The Manager of Clinical Data is the internal resource for data management and biostatistics as well as outcomes research for Organogenesis. The main focus is on data management and biostatistics of clinical trials and real-world evidence.
Overall responsibilities will include coordinating, and hands on involvement, in data management and biostatistics tasks for prospective clinical trials, and publications of prospective and retrospective data, including liaising with external data management and biostatistics partners. The Manger of Clinical Data reports to the VP of Global Medical and Clinical Affairs and will be a contributing member of this overall team.
Provide early strategic input into the data management issues associated with clinical programs.
Develop for collecting‚ organizing‚ coding‚ storing and analyzing data for the company’s research purposes.
Engage in the design‚ documentation‚ testing‚ and implementation of clinical data collection‚ and clinical database management across multiple product lines and all phases of clinical development.

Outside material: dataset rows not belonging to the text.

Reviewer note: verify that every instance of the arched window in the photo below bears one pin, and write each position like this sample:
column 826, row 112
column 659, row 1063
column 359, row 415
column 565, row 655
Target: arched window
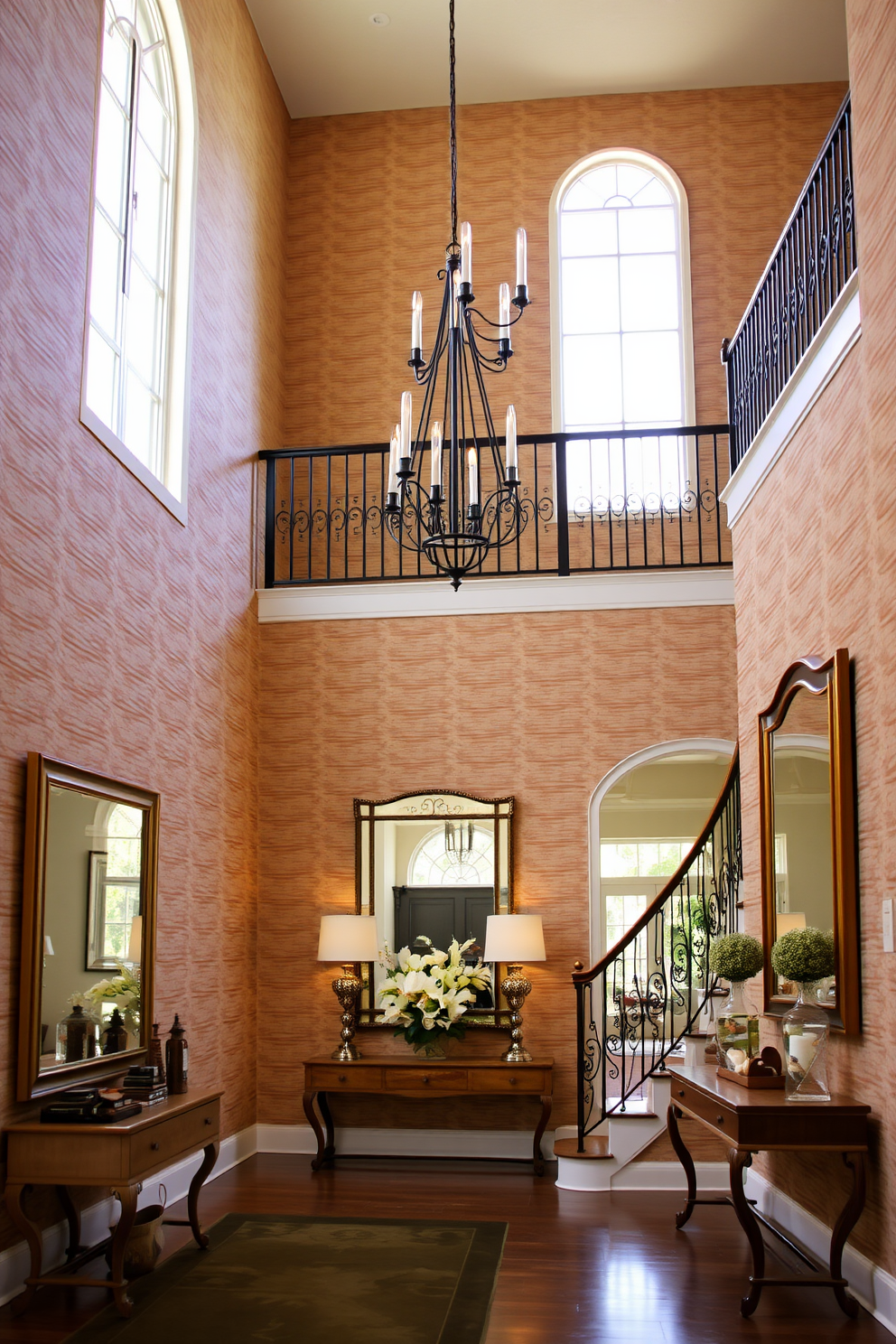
column 621, row 305
column 135, row 362
column 466, row 859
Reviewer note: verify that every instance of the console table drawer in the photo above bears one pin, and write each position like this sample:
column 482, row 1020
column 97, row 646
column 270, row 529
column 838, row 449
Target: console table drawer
column 345, row 1078
column 510, row 1079
column 163, row 1142
column 421, row 1079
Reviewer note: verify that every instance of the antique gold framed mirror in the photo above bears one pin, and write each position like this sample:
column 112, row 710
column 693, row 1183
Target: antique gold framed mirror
column 434, row 863
column 807, row 824
column 88, row 926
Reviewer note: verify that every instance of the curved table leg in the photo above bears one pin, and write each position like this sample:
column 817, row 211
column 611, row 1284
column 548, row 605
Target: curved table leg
column 537, row 1162
column 686, row 1162
column 210, row 1157
column 73, row 1218
column 330, row 1151
column 31, row 1234
column 118, row 1283
column 844, row 1226
column 313, row 1120
column 738, row 1162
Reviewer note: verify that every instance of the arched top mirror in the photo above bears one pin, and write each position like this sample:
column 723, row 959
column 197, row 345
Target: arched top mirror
column 809, row 829
column 434, row 864
column 88, row 926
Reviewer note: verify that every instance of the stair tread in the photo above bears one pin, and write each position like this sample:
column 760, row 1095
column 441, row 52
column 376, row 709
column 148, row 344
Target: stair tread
column 597, row 1148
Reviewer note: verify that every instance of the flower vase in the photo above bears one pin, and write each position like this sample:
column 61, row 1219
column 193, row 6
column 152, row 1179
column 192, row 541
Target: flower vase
column 805, row 1030
column 736, row 1030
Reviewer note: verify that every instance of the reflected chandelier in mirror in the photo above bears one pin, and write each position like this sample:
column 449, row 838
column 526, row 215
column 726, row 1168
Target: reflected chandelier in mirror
column 88, row 926
column 433, row 864
column 807, row 823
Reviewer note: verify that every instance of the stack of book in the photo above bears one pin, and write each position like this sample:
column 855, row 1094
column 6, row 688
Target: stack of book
column 144, row 1084
column 89, row 1106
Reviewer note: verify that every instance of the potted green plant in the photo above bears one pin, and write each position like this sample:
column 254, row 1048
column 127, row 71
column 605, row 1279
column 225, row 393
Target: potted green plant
column 736, row 957
column 805, row 956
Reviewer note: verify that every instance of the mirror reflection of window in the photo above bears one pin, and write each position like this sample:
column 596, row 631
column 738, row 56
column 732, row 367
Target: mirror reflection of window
column 453, row 855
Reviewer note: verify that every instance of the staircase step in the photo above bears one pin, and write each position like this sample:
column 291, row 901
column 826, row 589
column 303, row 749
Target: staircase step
column 597, row 1148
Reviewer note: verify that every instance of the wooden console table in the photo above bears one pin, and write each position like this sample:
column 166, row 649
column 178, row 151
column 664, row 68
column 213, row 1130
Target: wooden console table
column 397, row 1076
column 761, row 1121
column 118, row 1156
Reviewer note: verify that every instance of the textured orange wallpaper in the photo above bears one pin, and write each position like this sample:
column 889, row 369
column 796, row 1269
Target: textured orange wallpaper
column 128, row 643
column 539, row 705
column 815, row 569
column 369, row 220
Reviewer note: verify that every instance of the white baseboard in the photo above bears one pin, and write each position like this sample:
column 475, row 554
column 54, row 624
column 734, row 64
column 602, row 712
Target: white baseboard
column 406, row 1143
column 15, row 1262
column 868, row 1283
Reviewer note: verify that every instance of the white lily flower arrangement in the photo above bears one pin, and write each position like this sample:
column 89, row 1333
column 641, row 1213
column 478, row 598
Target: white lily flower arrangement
column 426, row 994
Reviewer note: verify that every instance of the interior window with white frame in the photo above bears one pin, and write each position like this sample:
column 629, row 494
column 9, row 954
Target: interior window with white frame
column 623, row 355
column 133, row 391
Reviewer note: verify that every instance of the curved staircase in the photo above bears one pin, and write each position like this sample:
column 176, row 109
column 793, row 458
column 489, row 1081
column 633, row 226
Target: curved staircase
column 645, row 1002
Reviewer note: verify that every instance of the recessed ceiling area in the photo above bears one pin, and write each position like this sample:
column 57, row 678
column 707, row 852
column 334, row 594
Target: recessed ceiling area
column 330, row 57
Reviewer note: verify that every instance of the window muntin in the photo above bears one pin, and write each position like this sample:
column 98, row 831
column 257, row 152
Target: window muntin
column 622, row 327
column 133, row 394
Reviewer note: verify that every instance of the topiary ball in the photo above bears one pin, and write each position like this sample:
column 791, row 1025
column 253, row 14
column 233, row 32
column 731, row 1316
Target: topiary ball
column 804, row 955
column 738, row 956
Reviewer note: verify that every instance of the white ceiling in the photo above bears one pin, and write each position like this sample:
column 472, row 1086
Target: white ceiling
column 330, row 58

Collaborate and coordinate with others to assist in the design of clinical protocols‚ CRFs and statistical analysis plans.
Maintain responsibility for standardization of CRF design and data management conventions across multiple programs.
Coordinate activities of Contract Research Organizations and other 3rd party vendors specifically related to data collection and analysis.
Develop strong working relationships and maintain effective communication with clinical Affairs team.
Ensure proper validation of systems‚ conventions and procedures employed in data management processes.
Ensure data management requirements‚ associated timelines and budgets are well understood by clinical operations personnel and other personnel associated with data management functions.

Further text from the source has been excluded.